Surface EMG Signal Analysis
This research is focused on the surface electromyographic (EMG) signal analysis and modeling. Our research is aimed for testing and design methods of EMG signal processing suitable to precise onset and cessation muscle activity detection. The signal recording and interpretation of analysis results runs in cooperation with experts from the Faculty of Physical Education and Sport at Charles University in Prague. We are also interested in objectivization of muscle coordination, neurological disease diagnostics and appropriate presentation form of results.

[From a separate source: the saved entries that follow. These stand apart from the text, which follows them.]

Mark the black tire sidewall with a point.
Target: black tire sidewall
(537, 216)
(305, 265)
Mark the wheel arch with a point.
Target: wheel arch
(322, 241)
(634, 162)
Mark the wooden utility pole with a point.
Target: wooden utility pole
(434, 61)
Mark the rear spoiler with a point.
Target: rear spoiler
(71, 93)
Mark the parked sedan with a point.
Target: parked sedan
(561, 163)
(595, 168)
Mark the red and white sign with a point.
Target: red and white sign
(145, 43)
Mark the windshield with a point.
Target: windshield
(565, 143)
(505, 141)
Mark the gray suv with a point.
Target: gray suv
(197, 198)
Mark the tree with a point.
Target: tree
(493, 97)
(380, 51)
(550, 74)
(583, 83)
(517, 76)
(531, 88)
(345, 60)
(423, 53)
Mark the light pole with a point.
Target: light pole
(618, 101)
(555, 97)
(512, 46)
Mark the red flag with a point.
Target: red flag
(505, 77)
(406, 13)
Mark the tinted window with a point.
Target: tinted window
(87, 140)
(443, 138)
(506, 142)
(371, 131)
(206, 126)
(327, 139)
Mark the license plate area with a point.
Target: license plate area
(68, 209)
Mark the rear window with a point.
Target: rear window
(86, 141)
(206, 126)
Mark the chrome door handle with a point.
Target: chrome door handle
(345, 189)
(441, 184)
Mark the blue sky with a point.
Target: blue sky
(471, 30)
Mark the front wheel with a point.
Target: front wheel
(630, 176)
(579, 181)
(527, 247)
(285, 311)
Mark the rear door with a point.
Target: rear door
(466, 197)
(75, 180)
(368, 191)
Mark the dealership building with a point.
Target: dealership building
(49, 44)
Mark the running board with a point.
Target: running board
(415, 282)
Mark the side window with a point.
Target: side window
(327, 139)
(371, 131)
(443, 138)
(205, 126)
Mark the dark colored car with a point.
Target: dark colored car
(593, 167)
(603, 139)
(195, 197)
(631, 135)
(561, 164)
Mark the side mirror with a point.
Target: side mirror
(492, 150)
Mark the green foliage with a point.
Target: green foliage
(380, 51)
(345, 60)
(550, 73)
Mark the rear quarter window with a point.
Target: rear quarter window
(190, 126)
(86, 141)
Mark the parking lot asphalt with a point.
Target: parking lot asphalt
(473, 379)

Age and gender dependence of children speech
An analysis of the relationship between acoustic-phonetic aspects of speech and the speaker’s age may have numerous applications. This research has been motivated by practical experience in the field of phoniatry and logopaedia. When examining children’s pathological speech, there is often an effort to answer the question “What age does particular speech corresponding to”, and therefore for example to estimate at what age a child’s speech development stopped. Chronological age is unambiguously given by date of birth. Logopaedic age is the age estimated on the basis of acoustic-phonetic aspects of human speech.
Speech in children with developmental dysphasia
Developmental dysphasia is one of the most common disorders in children’s age, which manifests in different ways - in speech, motoric movement, perception and orientation. The speech development monitoring and subsequent subjective evaluation by pediatricians or phoniatrist is the one of the methods that are used nowadays. The project aims to create an automatic classifier – a software application that would be used to the developmental dysphasia diagnostic.
Databases, algorithms, tools, support for teaching
These projects encompass the design of novel tools, development of digital signal processing algorithms, creation of freely-accessible databases, real-time applications, educational materials, and among others support for the other projects. The number of signal processing algorithms has been developed in the course of research. These include techniques for speech feature extraction and selection, data visualisation, classification, and regression. The results of this research including novel measurements of articulation, real-time signal processing framework in C#.NET for assessment of speech pathology (automated assessment of /s/, voice field), atlas of voice pathology, collaboration in atlas of physiology and pathophysiology, and many others.